Per mia natura non sono portata al rancore. Di mio cerco di sempre di capire l’altro, di mettermi nei suoi panni e di vedere dai suoi occhi. Magari non approvo, ma rispetto.
Quando ti succede che lui ti dice che ha un’altra, reagisci sempre nello stesso modo. Lui ti dice anche che è confuso e non se ne vuole andare. E tu, anche se la razionalità non ammetterebbe di accettare, anche se la tua amica lo avrebbe buttato fuori per molto meno, aspetti.
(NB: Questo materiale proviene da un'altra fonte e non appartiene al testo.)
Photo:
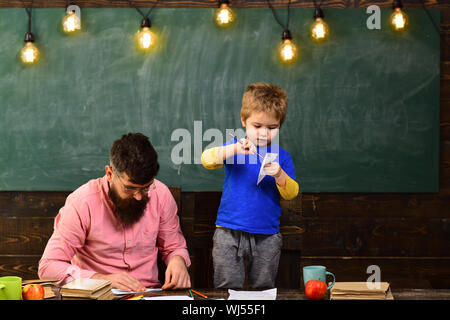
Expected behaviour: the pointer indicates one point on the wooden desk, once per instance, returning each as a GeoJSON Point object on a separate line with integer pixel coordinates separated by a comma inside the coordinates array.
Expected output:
{"type": "Point", "coordinates": [293, 294]}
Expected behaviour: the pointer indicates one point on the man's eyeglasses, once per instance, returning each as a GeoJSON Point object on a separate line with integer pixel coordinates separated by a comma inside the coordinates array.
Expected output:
{"type": "Point", "coordinates": [134, 190]}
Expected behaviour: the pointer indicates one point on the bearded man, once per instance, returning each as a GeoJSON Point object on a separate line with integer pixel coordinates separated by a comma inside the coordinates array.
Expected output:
{"type": "Point", "coordinates": [114, 227]}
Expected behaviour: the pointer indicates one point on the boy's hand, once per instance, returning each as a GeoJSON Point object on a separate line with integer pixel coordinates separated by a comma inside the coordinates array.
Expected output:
{"type": "Point", "coordinates": [245, 146]}
{"type": "Point", "coordinates": [273, 169]}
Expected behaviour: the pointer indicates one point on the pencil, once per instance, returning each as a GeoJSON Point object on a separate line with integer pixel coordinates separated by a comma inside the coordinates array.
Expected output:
{"type": "Point", "coordinates": [200, 294]}
{"type": "Point", "coordinates": [137, 297]}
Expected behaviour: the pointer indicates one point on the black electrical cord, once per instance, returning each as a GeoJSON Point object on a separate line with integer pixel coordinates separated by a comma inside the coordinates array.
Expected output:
{"type": "Point", "coordinates": [285, 27]}
{"type": "Point", "coordinates": [29, 13]}
{"type": "Point", "coordinates": [144, 16]}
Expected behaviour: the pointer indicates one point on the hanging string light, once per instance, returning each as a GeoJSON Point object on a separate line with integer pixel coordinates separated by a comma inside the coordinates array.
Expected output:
{"type": "Point", "coordinates": [72, 21]}
{"type": "Point", "coordinates": [146, 39]}
{"type": "Point", "coordinates": [224, 15]}
{"type": "Point", "coordinates": [399, 20]}
{"type": "Point", "coordinates": [29, 54]}
{"type": "Point", "coordinates": [287, 50]}
{"type": "Point", "coordinates": [319, 29]}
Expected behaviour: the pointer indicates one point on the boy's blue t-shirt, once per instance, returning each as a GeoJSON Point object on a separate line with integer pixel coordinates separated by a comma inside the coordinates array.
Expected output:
{"type": "Point", "coordinates": [246, 206]}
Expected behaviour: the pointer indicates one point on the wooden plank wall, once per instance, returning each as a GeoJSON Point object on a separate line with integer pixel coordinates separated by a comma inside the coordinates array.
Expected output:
{"type": "Point", "coordinates": [406, 235]}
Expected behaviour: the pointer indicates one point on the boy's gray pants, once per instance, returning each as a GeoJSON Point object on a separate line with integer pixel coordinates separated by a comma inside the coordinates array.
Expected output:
{"type": "Point", "coordinates": [231, 247]}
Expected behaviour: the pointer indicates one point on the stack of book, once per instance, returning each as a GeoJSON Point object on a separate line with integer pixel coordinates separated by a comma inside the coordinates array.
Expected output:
{"type": "Point", "coordinates": [87, 289]}
{"type": "Point", "coordinates": [361, 291]}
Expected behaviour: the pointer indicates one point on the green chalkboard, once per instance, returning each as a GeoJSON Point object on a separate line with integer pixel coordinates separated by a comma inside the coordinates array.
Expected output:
{"type": "Point", "coordinates": [363, 108]}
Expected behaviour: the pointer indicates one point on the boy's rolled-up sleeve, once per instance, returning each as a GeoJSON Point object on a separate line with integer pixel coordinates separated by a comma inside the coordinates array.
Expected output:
{"type": "Point", "coordinates": [210, 159]}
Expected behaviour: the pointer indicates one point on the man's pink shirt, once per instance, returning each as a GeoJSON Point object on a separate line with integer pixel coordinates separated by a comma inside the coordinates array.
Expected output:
{"type": "Point", "coordinates": [89, 239]}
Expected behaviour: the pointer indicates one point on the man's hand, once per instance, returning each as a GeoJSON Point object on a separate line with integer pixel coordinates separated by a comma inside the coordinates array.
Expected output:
{"type": "Point", "coordinates": [177, 276]}
{"type": "Point", "coordinates": [123, 281]}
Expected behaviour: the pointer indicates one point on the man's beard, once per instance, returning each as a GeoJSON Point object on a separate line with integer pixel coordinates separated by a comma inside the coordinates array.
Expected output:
{"type": "Point", "coordinates": [128, 211]}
Non è accettare per sottomissione. È avere fiducia. Anche se è caduta una bomba. Ti chiedi se è voluto rimanere per mancanza di coraggio o per la paura di organizzarsi una nuova vita. Non lo so, non me lo spiego, ma nemmeno ancora mi va di saperlo. Organizzo la mia vita sulle certezze, e le certezze oggi sono solo in me. Imparo ad essere più indulgente con me stessa, che non mi sono mai concessa una debolezza. Comincio anche a chiedermi cosa mi fa felice, perché in realtà non me lo sono chiesto da anni. Sono sempre venuti prima mio marito e mia figlia. Tanto io mi adatto. Mi adatto e mi faccio stare bene tutto, ma poi un po’ alla volta ho perso un pezzetto di identità . Queste sono le certezze che vanno recuperate.
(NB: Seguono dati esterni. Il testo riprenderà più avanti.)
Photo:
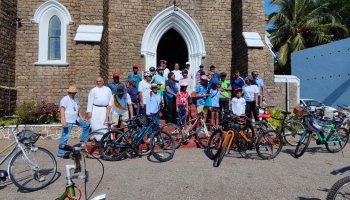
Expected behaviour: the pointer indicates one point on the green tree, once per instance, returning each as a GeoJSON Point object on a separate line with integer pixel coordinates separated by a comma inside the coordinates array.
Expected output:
{"type": "Point", "coordinates": [301, 24]}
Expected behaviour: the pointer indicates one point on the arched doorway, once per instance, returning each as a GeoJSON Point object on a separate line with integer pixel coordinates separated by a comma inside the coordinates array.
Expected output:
{"type": "Point", "coordinates": [177, 19]}
{"type": "Point", "coordinates": [172, 48]}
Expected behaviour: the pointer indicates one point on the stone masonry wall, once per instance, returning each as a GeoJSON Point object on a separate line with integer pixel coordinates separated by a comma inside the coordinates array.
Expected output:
{"type": "Point", "coordinates": [8, 14]}
{"type": "Point", "coordinates": [128, 21]}
{"type": "Point", "coordinates": [49, 83]}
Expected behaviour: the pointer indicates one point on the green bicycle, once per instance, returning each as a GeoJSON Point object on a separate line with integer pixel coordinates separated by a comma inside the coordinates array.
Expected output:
{"type": "Point", "coordinates": [334, 138]}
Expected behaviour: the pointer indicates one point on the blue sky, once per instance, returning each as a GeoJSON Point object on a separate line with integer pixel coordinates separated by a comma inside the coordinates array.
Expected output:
{"type": "Point", "coordinates": [269, 9]}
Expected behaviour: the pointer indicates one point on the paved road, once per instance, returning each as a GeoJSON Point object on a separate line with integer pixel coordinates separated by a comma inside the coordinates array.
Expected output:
{"type": "Point", "coordinates": [190, 175]}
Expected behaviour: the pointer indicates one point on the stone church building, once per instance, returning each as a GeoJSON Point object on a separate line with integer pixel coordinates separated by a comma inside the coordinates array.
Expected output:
{"type": "Point", "coordinates": [46, 45]}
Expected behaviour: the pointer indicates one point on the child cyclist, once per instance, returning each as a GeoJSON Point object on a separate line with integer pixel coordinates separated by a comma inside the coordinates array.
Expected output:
{"type": "Point", "coordinates": [182, 103]}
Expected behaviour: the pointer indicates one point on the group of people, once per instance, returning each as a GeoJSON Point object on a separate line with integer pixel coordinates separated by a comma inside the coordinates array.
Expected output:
{"type": "Point", "coordinates": [160, 90]}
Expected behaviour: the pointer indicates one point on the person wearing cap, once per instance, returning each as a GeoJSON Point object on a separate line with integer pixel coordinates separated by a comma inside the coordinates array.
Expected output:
{"type": "Point", "coordinates": [153, 71]}
{"type": "Point", "coordinates": [70, 115]}
{"type": "Point", "coordinates": [99, 105]}
{"type": "Point", "coordinates": [250, 93]}
{"type": "Point", "coordinates": [237, 81]}
{"type": "Point", "coordinates": [216, 76]}
{"type": "Point", "coordinates": [113, 85]}
{"type": "Point", "coordinates": [201, 95]}
{"type": "Point", "coordinates": [260, 83]}
{"type": "Point", "coordinates": [177, 72]}
{"type": "Point", "coordinates": [164, 64]}
{"type": "Point", "coordinates": [121, 106]}
{"type": "Point", "coordinates": [199, 73]}
{"type": "Point", "coordinates": [144, 90]}
{"type": "Point", "coordinates": [238, 103]}
{"type": "Point", "coordinates": [171, 90]}
{"type": "Point", "coordinates": [225, 94]}
{"type": "Point", "coordinates": [215, 94]}
{"type": "Point", "coordinates": [135, 75]}
{"type": "Point", "coordinates": [132, 91]}
{"type": "Point", "coordinates": [182, 105]}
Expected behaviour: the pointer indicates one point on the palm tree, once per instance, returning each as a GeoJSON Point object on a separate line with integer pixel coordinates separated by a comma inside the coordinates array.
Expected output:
{"type": "Point", "coordinates": [301, 24]}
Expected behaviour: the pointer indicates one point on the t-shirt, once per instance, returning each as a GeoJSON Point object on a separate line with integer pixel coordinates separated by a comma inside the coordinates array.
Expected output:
{"type": "Point", "coordinates": [153, 103]}
{"type": "Point", "coordinates": [71, 107]}
{"type": "Point", "coordinates": [137, 77]}
{"type": "Point", "coordinates": [238, 106]}
{"type": "Point", "coordinates": [201, 90]}
{"type": "Point", "coordinates": [120, 105]}
{"type": "Point", "coordinates": [182, 98]}
{"type": "Point", "coordinates": [145, 89]}
{"type": "Point", "coordinates": [215, 94]}
{"type": "Point", "coordinates": [249, 92]}
{"type": "Point", "coordinates": [225, 94]}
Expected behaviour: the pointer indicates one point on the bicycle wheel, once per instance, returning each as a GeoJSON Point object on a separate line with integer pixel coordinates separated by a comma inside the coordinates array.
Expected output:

Decido di avere pazienza con lui, di aspettare che le idee gli si schiariscano ma, quando i punti fermi sono diventati pochi, concentrarsi su sé stessi aiuta. Ti ricordi un concetto che avevi dimenticato: che l’altro non ti completa e devi essere completa da sola. Venti anni di matrimonio te lo hanno fatto accantonare, ma diventa di nuovo fondamentale. E quando sei completa e presente a te stessa, riesci anche ad essere lucida e non far dipendere la tua felicità dagli altri. L’altro ha suoi percorsi interiori, e non so dove lo porteranno. Per ora il percorso non diverge, ma nemmeno è così netto. Non voglio forzare decisioni. Mi concentro sul mio percorso e divento un po’ genitore di me stessa. Mi coccolo e mi incoraggio.